I stick to Vitruvius’ three legged stool of design elements, the three things that must be satisfied if you are going to make a piece of furniture that’s a success: Commodity, Firmness, and Delight.
By that he means: ask yourself: Is it comfortable enough, is it strong enough, is it beautiful enough?
One leg of this “stool,” sometimes two, is missing from your average piece of furniture. In the Art Furniture world, occasionally someone hits the trifecta and misses wide of the mark and mucks up all three aspects. He or she usually gets showered with awards and has really unusual frames on their glasses. Someone that lives in a Corbusier house writes them a big fat check, and the circle of trust fund life is unbroken.
5 Responses
One of these days the palindrome has to come back around. Then the people in the funny glasses are going to start celebrating your kind of work (though they’ll be making up all kinds of extravagant and miserably incorrect reasons to celebrate it), and then you’ll feel all dirty inside. It’s painful, but we have no defense against the artistes, because their judgments are sheer whimsy and they maintain their credibility by aborting their standards. That sort of behavior simply can’t be stopped.
At least those among us who are comfortable and confident in the validity and strength of their creations will continue producing things that I will be glad to pass down to my children (and will actually last that long).
If your approach is simply a sort of artistic palindrome — by that I mean you just do the opposite of the people you consider squares, you’re just as square as they are, but you’ve added another layer of being derivative; that’s it.
For years, in my late teens and while I was in college, I insisted that I was NOT going to go to law school. My father, you see, is a law professor, and used to tell the joke that he had no intention of controlling his eldest son; he (i.e., I) was free to choose to go to any law school he wanted. Naturally at that age I was rebellious and was not about to let the old man control my life, so that meant NOT going to law school, at all costs.

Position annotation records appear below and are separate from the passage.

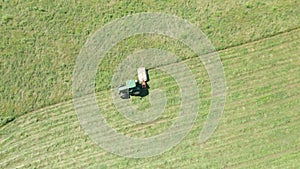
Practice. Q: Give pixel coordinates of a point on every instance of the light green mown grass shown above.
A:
(259, 128)
(41, 40)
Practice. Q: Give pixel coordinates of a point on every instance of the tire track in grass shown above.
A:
(274, 156)
(59, 116)
(229, 140)
(279, 88)
(260, 40)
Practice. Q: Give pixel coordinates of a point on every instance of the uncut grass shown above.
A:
(277, 120)
(40, 40)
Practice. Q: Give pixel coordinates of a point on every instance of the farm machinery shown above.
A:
(135, 87)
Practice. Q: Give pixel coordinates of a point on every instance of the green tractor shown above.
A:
(135, 87)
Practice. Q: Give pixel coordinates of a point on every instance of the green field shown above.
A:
(258, 43)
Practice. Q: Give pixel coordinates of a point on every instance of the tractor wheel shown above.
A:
(124, 95)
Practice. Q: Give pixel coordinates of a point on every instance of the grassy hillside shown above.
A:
(258, 43)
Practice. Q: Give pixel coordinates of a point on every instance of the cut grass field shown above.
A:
(258, 43)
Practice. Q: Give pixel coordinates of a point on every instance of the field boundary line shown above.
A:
(183, 60)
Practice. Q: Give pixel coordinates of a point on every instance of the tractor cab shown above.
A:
(135, 87)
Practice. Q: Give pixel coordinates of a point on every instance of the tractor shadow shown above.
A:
(143, 91)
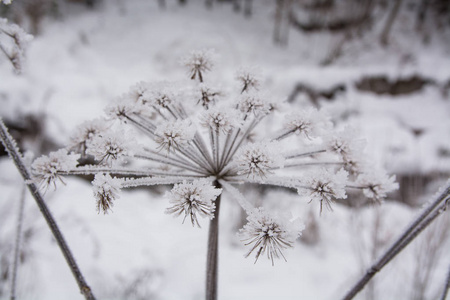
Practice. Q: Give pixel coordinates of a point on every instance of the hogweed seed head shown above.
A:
(47, 169)
(198, 63)
(219, 119)
(248, 78)
(317, 168)
(111, 147)
(258, 159)
(176, 135)
(193, 199)
(106, 190)
(86, 132)
(266, 233)
(207, 96)
(377, 184)
(324, 186)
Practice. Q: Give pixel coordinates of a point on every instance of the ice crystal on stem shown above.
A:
(193, 199)
(47, 169)
(265, 233)
(324, 186)
(106, 190)
(248, 78)
(199, 62)
(377, 184)
(258, 159)
(111, 147)
(173, 136)
(204, 147)
(207, 96)
(13, 42)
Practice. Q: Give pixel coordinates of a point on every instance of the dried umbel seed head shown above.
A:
(207, 96)
(308, 123)
(377, 184)
(248, 78)
(193, 199)
(198, 63)
(266, 233)
(173, 136)
(219, 119)
(324, 186)
(259, 159)
(47, 169)
(106, 190)
(86, 132)
(111, 147)
(253, 103)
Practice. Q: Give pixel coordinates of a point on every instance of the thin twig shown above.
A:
(15, 264)
(212, 254)
(446, 286)
(10, 146)
(417, 226)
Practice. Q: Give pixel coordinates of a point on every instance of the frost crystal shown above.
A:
(86, 132)
(121, 108)
(106, 190)
(269, 234)
(137, 93)
(111, 146)
(198, 63)
(160, 95)
(253, 103)
(176, 151)
(13, 42)
(207, 95)
(174, 135)
(344, 144)
(308, 123)
(248, 78)
(258, 159)
(47, 168)
(193, 199)
(219, 119)
(324, 186)
(377, 184)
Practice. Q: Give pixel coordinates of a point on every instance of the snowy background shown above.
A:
(83, 58)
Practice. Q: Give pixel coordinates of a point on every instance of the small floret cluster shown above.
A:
(204, 141)
(13, 42)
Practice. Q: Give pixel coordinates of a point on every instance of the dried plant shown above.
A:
(13, 42)
(203, 147)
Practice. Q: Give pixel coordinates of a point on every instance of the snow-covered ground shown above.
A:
(82, 62)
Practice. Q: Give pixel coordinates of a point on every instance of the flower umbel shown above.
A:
(192, 199)
(201, 149)
(265, 233)
(47, 169)
(106, 190)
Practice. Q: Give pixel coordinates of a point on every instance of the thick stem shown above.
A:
(418, 225)
(212, 255)
(10, 146)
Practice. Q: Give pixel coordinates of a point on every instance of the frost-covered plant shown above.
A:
(204, 147)
(13, 42)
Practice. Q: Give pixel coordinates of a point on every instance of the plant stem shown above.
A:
(418, 225)
(212, 255)
(17, 244)
(10, 146)
(446, 286)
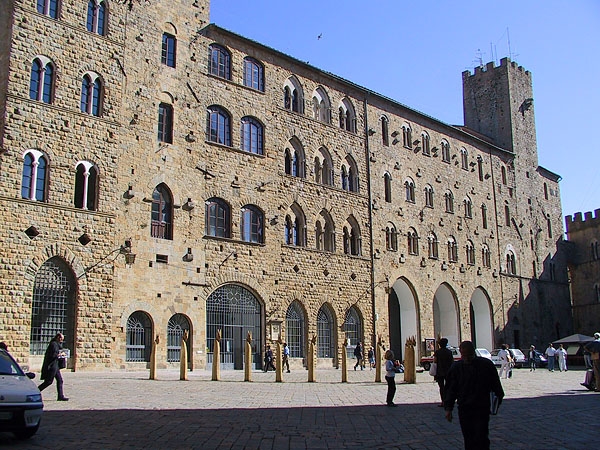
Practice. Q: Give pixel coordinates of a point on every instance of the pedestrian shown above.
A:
(286, 357)
(390, 377)
(371, 356)
(532, 355)
(550, 352)
(469, 382)
(269, 359)
(358, 354)
(505, 362)
(561, 354)
(443, 359)
(51, 366)
(594, 348)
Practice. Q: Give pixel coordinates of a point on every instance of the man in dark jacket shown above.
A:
(50, 367)
(470, 381)
(443, 359)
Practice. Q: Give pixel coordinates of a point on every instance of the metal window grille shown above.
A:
(234, 310)
(325, 348)
(53, 305)
(139, 338)
(294, 330)
(177, 325)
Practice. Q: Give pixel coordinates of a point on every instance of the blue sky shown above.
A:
(415, 53)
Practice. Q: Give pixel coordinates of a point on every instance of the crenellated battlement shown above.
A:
(578, 223)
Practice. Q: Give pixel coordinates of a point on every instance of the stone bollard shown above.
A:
(344, 362)
(410, 369)
(183, 357)
(311, 359)
(248, 358)
(378, 349)
(217, 357)
(153, 358)
(278, 363)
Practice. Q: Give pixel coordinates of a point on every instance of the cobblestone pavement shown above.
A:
(126, 410)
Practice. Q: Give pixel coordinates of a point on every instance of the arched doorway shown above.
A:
(481, 320)
(445, 315)
(402, 311)
(234, 310)
(177, 326)
(53, 306)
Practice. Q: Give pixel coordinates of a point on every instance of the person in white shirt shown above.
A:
(504, 357)
(561, 354)
(550, 352)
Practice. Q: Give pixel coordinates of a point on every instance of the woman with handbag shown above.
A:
(52, 365)
(443, 359)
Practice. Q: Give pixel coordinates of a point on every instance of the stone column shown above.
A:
(183, 357)
(217, 357)
(248, 358)
(410, 369)
(278, 365)
(344, 362)
(153, 358)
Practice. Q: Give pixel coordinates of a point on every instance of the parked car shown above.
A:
(519, 358)
(21, 403)
(426, 361)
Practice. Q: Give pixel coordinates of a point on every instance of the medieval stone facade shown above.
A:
(161, 174)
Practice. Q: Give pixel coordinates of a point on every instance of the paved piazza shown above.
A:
(125, 410)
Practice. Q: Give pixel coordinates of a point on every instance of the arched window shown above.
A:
(449, 197)
(428, 196)
(177, 326)
(294, 159)
(391, 237)
(406, 136)
(168, 55)
(91, 94)
(511, 265)
(425, 144)
(162, 213)
(295, 227)
(325, 333)
(218, 218)
(252, 224)
(254, 74)
(445, 152)
(432, 246)
(470, 250)
(97, 17)
(452, 249)
(165, 123)
(138, 347)
(53, 305)
(387, 186)
(464, 159)
(219, 129)
(385, 131)
(413, 242)
(252, 136)
(34, 184)
(486, 256)
(294, 330)
(409, 186)
(219, 62)
(49, 8)
(41, 85)
(352, 330)
(293, 96)
(86, 186)
(468, 207)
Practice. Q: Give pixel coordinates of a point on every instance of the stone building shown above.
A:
(583, 233)
(161, 174)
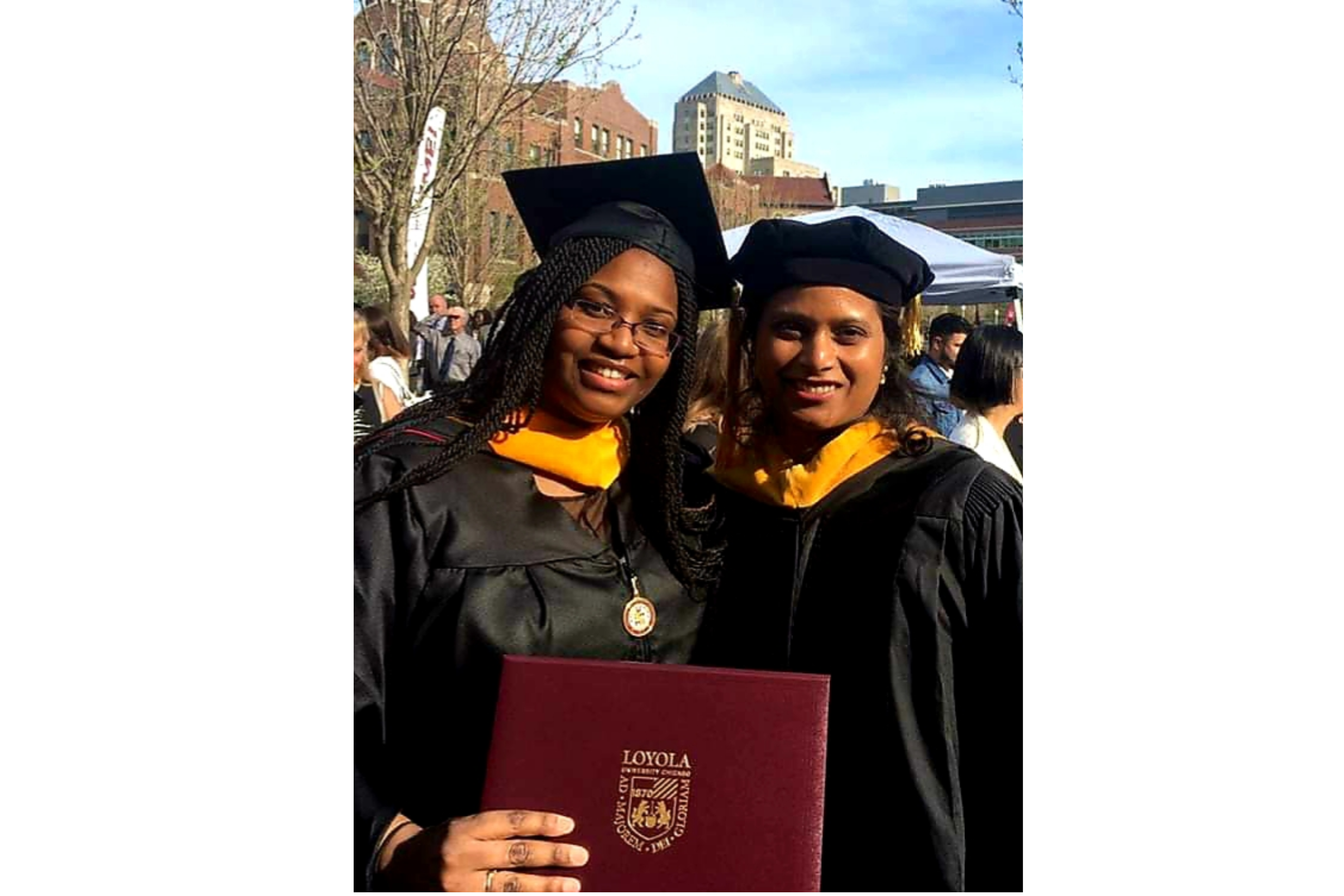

Thankfully, I one day (before I had grown too old in years) came to the mind-awakening realization that if I intentionally chose to do the opposite of what he wanted me to do, I would still be letting him control my life, just in reverse. So I thought long and hard about life and what I wanted to do in it, and decided that indeed I law school was what I wanted to do (well, I didn’t say I was SANE), entirely independent of his wishes. So that’s what I did. Been happy about the choice ever since (barring exam periods and the like).
Vitruvious and palladio….stellar company we are keeping here…I’d better smarten up.
Ahhhh…
Mr.Sippican, you are like a cold glass of water on a hot day.
This is great – more detail please! How do you go from the pattern to the furniture? How does the creative craft process interact with what people want to buy?
But be careful teaching us your secrets – Glenn Gould (Canadian pianist) wouldn’t teach because of the ‘centipedal’ problem:-
Someone asked the centipede how he managed to walk with so many legs. The centipede answered: ‘It’s easy. You just move this leg here, then this leg a bit… err… aaargh!’
And from that day forward, the centipede could not walk a step.